1Jo 3:1 e 2 — VEDE quão grande amor nos tem concedido o Pai, que fôssemos chamados filhos de Deus. Por isso o mundo não nos conhece; porque não o conhece a ele. 2 Amados, agora somos filhos de Deus, e ainda não é manifestado o que havemos de ser. Mas sabemos que, quando ele se manifestar, seremos semelhantes a ele; porque assim como é o veremos.

“Um amor como esse não tem paralelo. Filhos do Rei celestial! Preciosa promessa! Tema para a mais profunda meditação! O amor incomparável de Deus por um mundo que não O amou! Esse pensamento tem um poder suavizante sobre a alma e leva a mente cativa à vontade de Deus. Quanto mais estudamos o caráter divino à luz do Calvário, mais vemos a misericórdia, a ternura e o perdão misturados com a justiça e com um tratamento imparcial; e mais claramente discernimos as inúmeras evidências de um amor infinito e de uma terna piedade que supera a ansiosa compaixão de uma mãe por seu filho rebelde.” — Idem.

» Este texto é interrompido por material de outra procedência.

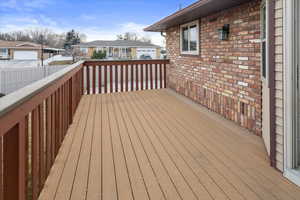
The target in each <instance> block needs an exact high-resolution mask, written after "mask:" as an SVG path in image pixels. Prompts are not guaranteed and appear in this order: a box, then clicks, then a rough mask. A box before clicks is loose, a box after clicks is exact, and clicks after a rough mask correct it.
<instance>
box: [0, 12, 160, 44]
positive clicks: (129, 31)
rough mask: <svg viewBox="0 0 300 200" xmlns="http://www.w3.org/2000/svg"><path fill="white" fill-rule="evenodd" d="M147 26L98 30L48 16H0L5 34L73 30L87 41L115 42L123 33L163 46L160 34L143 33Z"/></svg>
mask: <svg viewBox="0 0 300 200" xmlns="http://www.w3.org/2000/svg"><path fill="white" fill-rule="evenodd" d="M145 27H147V25H143V24H137V23H134V22H128V23H123V24H116V25H115V26H111V27H108V28H102V27H101V28H100V27H96V26H88V25H87V26H84V25H82V26H71V25H69V26H68V25H61V24H60V23H59V21H56V20H54V19H52V18H50V17H48V16H45V15H39V16H13V15H6V16H0V30H5V32H12V31H18V30H26V29H36V28H47V29H50V30H53V31H54V32H56V33H64V32H67V31H69V30H71V29H75V30H76V31H79V32H80V33H84V34H85V35H86V36H87V41H93V40H115V39H116V35H118V34H122V33H125V32H134V33H136V34H137V35H138V36H140V37H148V38H150V39H151V41H152V43H154V44H156V45H160V46H163V45H164V42H163V40H164V38H163V37H162V36H161V35H160V33H149V32H144V31H143V29H144V28H145Z"/></svg>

Sexta-feira, 3 de julho | PARA VOCÊ REFLETIR
1. Descreva os atributos mais importantes do caráter de Deus.
2. Como Jesus revelou o caráter de Deus enquanto viveu nesta Terra?
3. Como a missão de Cristo influenciava Suas escolhas?
4. Ao Se tornar nosso Substituto, que lições Jesus ensina?
5. Descreva o dom máximo de Cristo em nosso favor.